Local chef Shawn Niles of Fat Pastor Productions and The Bite Club was the first guest chef to teach cooking classes at Healthy Eats. What was initially an experiment for both parties quickly turned into a shared enthusiasm.

“It was a fun challenge for me,” Niles said. “We’ve always had a commitment to serving high-quality ingredients but when you take the meat and dairy away, it forces you to really think about what you’re going to create. But we found you don’t miss a thing. Plant-based eating can be just as fun and delicious.”

Niles will teach several classes in November and many of his chefs from Fat Pastor Productions will host their own cooking classes before the end of the year. In return, Moon was a featured guest chef for Niles’ Bite Club members-only dinner. “There’s an expectation that healthy food means eating a salad,” Niles said. “But Elaina is turning that projection on its head with meals that are healthy and taste good.”

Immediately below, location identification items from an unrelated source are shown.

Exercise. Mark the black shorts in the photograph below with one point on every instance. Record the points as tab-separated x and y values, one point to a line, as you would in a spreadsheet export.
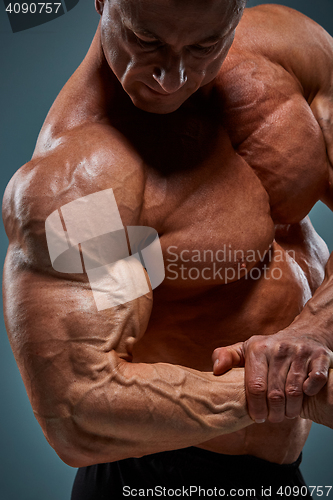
190	473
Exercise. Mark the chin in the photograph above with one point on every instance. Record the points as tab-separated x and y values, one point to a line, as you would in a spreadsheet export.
158	109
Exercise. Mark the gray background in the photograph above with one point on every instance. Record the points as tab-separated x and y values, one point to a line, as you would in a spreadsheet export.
34	65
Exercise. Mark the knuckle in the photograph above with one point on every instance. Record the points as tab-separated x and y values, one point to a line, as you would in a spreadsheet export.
293	391
303	351
256	388
319	376
276	397
282	350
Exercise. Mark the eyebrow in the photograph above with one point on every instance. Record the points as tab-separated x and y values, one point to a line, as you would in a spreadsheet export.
145	32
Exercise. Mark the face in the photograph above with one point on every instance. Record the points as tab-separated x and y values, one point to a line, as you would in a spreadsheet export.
162	51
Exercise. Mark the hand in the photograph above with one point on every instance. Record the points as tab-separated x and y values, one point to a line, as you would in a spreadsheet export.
320	407
279	369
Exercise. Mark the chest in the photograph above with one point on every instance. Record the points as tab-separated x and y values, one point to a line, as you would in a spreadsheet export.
209	217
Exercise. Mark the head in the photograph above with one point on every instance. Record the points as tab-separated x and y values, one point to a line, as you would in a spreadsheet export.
162	51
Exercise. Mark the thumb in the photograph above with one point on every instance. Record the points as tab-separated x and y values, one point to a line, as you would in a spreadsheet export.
225	358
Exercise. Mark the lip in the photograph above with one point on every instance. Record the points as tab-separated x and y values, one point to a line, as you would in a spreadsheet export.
160	94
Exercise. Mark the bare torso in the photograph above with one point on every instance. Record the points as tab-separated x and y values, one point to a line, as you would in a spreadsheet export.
229	176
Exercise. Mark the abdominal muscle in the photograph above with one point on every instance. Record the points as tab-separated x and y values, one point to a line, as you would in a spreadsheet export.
186	330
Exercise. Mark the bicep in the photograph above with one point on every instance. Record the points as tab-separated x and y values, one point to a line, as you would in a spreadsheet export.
63	344
322	107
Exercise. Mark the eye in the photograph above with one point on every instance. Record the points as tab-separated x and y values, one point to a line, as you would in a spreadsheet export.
146	43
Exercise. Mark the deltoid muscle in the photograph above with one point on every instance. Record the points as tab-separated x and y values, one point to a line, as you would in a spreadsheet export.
94	223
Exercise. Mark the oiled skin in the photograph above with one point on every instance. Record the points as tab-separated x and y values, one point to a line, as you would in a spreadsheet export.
240	163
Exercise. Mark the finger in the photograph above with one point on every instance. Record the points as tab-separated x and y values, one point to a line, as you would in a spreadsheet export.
256	369
317	374
225	358
277	375
294	386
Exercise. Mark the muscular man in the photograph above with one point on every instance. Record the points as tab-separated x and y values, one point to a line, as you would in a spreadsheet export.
221	140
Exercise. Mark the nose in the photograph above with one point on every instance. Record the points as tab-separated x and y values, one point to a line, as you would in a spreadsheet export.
171	74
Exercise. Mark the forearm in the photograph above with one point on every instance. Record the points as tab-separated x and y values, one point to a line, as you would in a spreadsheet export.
316	319
139	409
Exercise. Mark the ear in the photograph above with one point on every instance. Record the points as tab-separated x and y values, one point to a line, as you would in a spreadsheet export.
99	5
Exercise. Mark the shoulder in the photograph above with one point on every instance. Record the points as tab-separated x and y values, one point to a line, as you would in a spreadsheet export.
291	39
84	161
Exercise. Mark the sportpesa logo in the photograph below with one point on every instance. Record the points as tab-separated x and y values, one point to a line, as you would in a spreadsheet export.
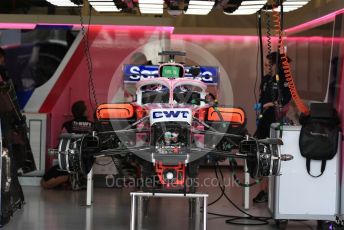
170	114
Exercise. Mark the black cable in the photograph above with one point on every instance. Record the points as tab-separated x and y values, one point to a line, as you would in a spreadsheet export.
233	167
269	43
259	51
105	164
87	53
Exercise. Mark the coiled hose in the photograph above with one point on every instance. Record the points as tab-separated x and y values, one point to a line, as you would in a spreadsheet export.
285	63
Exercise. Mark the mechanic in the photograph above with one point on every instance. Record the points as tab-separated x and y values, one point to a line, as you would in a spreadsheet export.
274	100
3	72
80	124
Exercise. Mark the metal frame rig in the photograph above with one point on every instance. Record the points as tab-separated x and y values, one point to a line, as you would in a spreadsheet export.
168	132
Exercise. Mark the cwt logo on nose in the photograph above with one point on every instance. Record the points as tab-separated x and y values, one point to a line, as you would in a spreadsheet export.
170	114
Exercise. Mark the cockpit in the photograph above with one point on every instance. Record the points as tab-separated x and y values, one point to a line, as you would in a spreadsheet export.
180	91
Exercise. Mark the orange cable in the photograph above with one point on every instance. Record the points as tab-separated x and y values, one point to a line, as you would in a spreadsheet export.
285	63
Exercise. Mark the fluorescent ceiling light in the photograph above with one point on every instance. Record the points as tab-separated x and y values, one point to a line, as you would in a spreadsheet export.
204	3
151	6
106	8
197	11
151	2
199	7
248	7
61	2
151	11
263	2
102	3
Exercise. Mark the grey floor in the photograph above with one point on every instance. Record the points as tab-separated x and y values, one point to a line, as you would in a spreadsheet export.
65	209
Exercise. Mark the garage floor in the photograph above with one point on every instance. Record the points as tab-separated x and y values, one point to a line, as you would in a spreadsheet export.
65	209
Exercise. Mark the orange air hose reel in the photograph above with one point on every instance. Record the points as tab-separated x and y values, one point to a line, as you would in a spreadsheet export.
285	64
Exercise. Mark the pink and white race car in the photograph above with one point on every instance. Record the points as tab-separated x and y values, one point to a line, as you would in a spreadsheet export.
171	128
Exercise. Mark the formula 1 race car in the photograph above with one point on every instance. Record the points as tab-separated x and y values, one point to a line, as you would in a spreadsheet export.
169	130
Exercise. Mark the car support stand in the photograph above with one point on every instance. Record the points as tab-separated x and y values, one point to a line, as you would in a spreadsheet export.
136	217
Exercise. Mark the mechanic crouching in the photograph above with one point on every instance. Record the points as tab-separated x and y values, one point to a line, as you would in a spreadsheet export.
274	100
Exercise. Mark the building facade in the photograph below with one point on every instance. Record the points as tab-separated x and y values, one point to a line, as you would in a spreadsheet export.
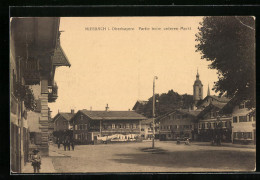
212	124
89	126
61	121
33	44
243	124
179	123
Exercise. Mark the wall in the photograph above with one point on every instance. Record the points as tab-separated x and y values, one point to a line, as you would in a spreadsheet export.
248	126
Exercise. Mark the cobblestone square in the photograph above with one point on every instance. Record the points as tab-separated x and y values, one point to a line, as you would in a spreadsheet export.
168	157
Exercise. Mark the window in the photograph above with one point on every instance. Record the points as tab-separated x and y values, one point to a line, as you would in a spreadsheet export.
209	125
242	105
242	119
235	119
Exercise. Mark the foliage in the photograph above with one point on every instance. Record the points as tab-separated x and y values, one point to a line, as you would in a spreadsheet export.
24	93
229	44
167	102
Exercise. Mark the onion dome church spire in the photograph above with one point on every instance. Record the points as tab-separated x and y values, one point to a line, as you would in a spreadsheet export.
197	89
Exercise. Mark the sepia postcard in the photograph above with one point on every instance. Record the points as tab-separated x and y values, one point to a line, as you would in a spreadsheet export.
132	94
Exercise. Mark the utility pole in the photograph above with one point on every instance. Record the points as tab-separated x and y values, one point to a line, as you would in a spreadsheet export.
155	77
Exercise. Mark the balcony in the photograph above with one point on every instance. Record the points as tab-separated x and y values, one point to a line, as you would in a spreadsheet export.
31	71
53	93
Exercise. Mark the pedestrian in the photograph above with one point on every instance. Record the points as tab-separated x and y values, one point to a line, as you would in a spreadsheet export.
72	144
68	144
178	140
64	144
36	161
58	141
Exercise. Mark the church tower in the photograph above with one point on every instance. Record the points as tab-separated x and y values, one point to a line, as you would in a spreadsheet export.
197	89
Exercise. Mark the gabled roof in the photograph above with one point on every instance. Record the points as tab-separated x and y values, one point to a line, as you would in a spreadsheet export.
221	99
59	57
66	116
212	105
113	115
139	102
193	113
147	121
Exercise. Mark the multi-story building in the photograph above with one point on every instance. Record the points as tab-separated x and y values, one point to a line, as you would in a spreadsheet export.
62	121
211	123
178	123
147	129
34	55
88	126
243	121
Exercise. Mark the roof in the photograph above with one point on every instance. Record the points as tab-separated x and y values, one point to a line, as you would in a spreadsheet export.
212	105
147	121
184	111
113	115
60	58
190	112
66	116
142	102
221	99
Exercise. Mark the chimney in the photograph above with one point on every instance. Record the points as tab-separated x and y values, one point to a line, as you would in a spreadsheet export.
107	107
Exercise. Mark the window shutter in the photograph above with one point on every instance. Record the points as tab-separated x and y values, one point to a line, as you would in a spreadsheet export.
38	138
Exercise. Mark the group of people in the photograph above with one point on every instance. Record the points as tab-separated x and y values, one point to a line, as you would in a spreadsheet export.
67	143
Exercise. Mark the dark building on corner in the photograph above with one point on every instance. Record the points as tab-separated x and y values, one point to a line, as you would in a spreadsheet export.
88	126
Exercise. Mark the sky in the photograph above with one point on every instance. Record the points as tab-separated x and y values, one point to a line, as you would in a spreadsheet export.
117	67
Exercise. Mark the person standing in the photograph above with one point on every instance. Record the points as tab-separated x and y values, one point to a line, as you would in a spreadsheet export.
68	143
36	161
58	141
72	144
64	144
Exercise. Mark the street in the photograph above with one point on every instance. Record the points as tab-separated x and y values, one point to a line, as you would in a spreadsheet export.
168	157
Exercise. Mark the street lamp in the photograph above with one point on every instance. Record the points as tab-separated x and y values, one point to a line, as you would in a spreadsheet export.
155	77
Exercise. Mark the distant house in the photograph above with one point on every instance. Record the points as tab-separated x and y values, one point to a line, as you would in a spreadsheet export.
88	126
243	121
147	129
62	121
211	122
139	106
212	98
178	123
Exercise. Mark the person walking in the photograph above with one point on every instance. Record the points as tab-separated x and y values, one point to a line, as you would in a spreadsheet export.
68	143
36	161
58	141
64	144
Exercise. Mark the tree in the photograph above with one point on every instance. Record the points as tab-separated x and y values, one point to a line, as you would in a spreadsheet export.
167	102
229	44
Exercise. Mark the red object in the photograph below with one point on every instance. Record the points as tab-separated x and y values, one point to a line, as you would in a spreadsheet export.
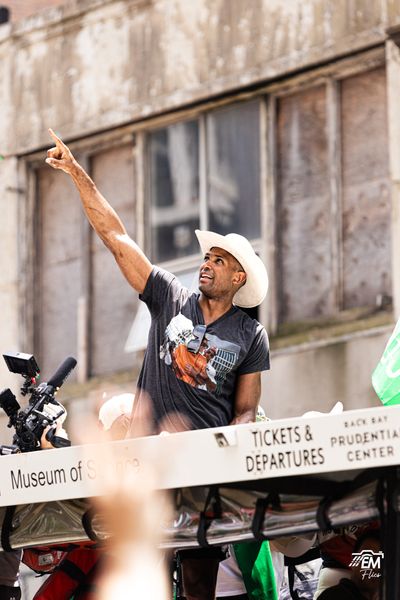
75	576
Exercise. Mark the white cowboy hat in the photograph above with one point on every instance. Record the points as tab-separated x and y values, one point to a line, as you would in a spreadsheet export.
115	407
253	292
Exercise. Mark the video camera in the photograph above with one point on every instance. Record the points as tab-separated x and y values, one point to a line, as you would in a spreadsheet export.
43	409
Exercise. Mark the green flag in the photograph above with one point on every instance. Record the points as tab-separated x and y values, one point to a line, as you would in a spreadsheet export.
255	562
386	377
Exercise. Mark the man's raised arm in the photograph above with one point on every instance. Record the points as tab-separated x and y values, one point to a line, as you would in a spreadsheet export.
133	263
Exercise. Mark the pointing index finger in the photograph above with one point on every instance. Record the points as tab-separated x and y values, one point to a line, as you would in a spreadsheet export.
60	145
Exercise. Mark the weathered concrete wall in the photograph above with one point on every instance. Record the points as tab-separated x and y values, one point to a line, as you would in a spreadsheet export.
96	64
316	378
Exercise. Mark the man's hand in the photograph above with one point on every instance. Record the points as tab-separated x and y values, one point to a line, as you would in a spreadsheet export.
46	444
60	157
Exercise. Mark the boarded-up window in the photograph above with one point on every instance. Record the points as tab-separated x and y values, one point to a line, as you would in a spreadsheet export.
113	301
174	190
233	168
303	210
60	250
366	195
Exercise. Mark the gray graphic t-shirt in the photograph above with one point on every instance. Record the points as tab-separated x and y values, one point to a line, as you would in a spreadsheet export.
190	370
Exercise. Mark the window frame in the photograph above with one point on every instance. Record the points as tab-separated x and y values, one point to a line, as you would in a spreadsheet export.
268	95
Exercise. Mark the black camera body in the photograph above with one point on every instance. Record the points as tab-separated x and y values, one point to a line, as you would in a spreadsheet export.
43	409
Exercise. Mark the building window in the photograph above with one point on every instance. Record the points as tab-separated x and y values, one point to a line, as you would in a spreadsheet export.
204	173
333	198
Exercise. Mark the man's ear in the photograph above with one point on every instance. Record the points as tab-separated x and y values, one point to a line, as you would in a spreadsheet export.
239	278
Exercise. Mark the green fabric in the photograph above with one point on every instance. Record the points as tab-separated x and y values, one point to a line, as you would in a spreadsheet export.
386	377
255	562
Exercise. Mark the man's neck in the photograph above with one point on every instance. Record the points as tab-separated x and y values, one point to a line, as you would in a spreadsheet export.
213	308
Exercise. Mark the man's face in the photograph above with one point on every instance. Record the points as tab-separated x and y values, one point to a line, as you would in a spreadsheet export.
220	273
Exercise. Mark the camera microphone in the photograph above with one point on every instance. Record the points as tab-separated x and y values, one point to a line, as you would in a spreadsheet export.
62	372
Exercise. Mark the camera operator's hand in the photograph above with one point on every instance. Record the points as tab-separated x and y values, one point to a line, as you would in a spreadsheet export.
60	157
45	443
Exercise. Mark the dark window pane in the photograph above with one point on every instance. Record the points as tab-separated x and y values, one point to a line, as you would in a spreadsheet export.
233	146
366	190
113	302
174	190
304	214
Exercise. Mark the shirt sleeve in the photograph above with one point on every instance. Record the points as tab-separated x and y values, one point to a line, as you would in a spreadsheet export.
257	358
161	288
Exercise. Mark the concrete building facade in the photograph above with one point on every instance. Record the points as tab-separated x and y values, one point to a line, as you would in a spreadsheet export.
279	120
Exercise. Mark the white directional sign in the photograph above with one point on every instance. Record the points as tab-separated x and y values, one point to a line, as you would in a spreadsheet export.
352	440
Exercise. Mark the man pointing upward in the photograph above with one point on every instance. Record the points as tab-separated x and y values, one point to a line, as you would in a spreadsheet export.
203	363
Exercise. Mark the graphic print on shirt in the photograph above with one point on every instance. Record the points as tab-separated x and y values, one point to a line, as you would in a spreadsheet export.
200	359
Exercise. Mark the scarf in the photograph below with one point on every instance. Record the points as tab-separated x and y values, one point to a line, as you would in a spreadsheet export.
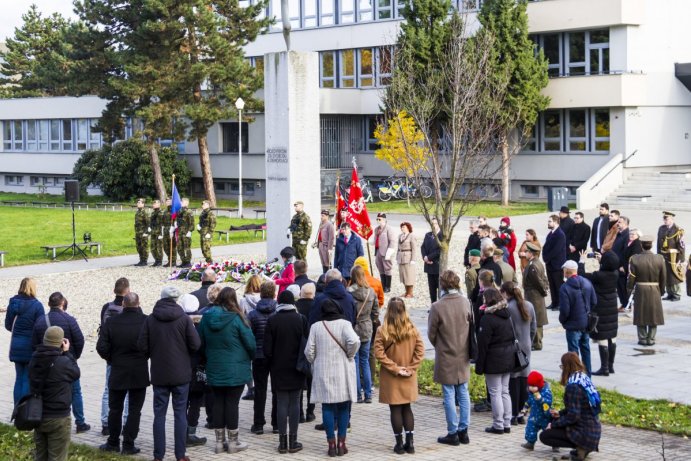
584	381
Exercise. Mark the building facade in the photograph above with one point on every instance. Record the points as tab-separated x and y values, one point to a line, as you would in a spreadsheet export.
612	86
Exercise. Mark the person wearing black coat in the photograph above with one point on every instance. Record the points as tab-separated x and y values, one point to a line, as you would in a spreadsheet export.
283	339
496	358
430	257
129	373
604	282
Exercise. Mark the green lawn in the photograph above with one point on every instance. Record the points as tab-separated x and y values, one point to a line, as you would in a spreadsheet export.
27	229
618	409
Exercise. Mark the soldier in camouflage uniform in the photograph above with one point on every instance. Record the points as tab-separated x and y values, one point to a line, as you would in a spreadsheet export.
169	235
141	233
157	233
206	226
300	229
185	228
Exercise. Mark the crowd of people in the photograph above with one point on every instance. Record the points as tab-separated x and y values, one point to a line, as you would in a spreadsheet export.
326	337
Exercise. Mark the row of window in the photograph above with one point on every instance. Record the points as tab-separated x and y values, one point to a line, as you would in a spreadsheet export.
571	130
575	53
60	135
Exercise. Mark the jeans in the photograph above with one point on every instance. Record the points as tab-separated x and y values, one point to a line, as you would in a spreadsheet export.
453	393
52	439
161	399
362	366
21	382
119	399
104	402
579	341
77	404
336	413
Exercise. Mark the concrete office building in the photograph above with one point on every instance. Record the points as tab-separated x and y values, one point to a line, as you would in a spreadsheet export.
613	92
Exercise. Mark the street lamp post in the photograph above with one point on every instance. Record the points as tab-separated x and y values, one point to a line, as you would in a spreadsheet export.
239	105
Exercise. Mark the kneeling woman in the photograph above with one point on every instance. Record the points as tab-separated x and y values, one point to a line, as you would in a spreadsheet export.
577	425
399	348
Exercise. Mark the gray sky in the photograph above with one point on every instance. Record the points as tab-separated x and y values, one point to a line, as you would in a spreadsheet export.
12	11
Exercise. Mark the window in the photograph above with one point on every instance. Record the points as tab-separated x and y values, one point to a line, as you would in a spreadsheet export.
230	137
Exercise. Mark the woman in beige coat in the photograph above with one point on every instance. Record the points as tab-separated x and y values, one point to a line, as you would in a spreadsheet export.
406	246
399	348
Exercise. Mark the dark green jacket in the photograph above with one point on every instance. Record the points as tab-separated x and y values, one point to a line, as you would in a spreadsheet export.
228	346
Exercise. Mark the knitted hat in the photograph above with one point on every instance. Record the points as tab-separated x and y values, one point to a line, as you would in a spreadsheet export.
536	379
53	337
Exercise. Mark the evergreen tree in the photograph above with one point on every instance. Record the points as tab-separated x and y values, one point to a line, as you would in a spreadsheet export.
513	55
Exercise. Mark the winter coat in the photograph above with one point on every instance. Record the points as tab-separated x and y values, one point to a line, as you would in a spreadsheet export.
495	349
117	345
333	370
60	318
57	387
535	286
257	319
525	331
578	417
228	346
367	309
554	250
249	302
430	248
22	313
395	389
647	280
345	255
335	291
168	337
576	298
282	339
448	327
604	282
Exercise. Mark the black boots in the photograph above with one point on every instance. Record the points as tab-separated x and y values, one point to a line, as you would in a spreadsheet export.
604	362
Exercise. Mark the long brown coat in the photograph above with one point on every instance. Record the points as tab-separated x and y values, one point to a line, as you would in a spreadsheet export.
393	388
448	327
535	289
647	277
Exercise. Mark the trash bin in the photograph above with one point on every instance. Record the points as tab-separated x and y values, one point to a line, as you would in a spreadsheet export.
557	198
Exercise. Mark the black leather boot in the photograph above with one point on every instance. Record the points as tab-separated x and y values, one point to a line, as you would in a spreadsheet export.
604	362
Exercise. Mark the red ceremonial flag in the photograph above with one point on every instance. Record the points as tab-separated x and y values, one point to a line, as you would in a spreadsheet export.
357	216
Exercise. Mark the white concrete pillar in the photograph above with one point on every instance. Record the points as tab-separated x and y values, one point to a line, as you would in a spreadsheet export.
291	107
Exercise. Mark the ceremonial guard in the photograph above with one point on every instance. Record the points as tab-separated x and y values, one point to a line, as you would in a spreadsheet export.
535	287
169	242
326	238
670	244
141	233
384	249
300	230
206	226
647	277
185	228
157	230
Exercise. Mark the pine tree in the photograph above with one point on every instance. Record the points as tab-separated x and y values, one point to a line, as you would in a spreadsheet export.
513	55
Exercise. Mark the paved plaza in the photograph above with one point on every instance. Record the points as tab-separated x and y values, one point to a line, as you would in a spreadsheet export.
659	372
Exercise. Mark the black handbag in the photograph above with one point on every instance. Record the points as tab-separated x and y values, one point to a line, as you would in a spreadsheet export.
521	358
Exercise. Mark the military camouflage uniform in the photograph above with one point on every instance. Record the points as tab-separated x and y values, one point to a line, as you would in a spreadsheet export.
167	239
157	235
207	224
185	225
301	229
141	234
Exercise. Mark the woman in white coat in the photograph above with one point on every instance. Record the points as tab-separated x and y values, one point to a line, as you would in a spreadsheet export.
330	348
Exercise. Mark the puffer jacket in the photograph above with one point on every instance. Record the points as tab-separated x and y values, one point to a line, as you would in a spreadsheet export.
496	353
258	318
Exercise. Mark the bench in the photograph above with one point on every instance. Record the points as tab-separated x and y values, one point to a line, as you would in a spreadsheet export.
247	228
83	245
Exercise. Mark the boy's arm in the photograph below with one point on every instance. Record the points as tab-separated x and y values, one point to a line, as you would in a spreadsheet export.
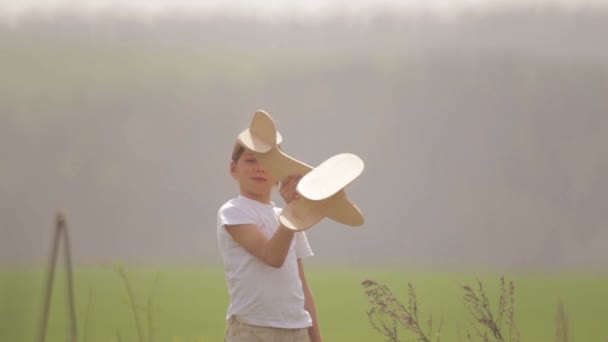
314	332
271	251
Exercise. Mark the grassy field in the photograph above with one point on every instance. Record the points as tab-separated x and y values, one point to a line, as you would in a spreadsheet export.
190	302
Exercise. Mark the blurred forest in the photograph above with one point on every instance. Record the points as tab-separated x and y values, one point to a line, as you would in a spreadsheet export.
484	135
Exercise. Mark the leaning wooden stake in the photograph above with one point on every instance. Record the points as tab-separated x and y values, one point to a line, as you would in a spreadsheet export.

Moon shares her location with Local Beet, a plant-based meal prep service. Local Beet owner Allie Haro met Moon at a yoga festival several years ago, and a friendship and ultimately a partnership blossomed from their shared passion for a plant-forward lifestyle.

“I love that I get to make eating healthy easy for people,” Haro said. “Elaina has been a wonderful friend and mentor in this process and I’ve loved featuring some of her recipes on my menu.”

A plant-based approach helps people dealing with food allergies and intolerances, something Moon knows about. After struggling with mystery illnesses and discomfort throughout much of college, a food elimination diet and adjustment to a plant-based lifestyle transformed Moon’s health and kick-started a passion to help others feel better themselves.

“Our gut is connected to the rest of our bodies and you can’t underestimate the importance of good nutrition for overall health and well-being,” Moon said.

A nutrition and business major at Central Washington University and certified health coach, Moon, 34, knew she wanted to combine her love of food with a business that would serve the community. A 2014 Gallup research survey rated Yakima as the nation’s fourth-most obese city.

What started as one-on-one health coaching and teaching diabetes prevention classes at Virginia Mason Memorial hospital has evolved into a full-service operation. “I’m not necessarily asking people to reduce their consumption of meat and dairy but I’m encouraging the addition of more plant-based foods into a daily diet like fruits, vegetables, beans, nuts, seeds and whole grains,” she said. “I want people to look at their plates and reverse their portions. Fill your plate with mostly fruits and vegetables and have meat and dairy on the side.”

Moon still offers one-on-one health coaching through Yakima Integrative Health and she is the culinary medicine coordinator at Pacific Northwest University of Health Sciences, working with medical and nursing students on how proper nutrition can better serve their future patients. But her love is teaching people how to incorporate more healthy foods into their day-to-day life. The cooking classes are an extension of that desire.

“We live in a culture that has pulled us away from real food,” she said. “My goal is to help make healthy food approachable and enjoyable.”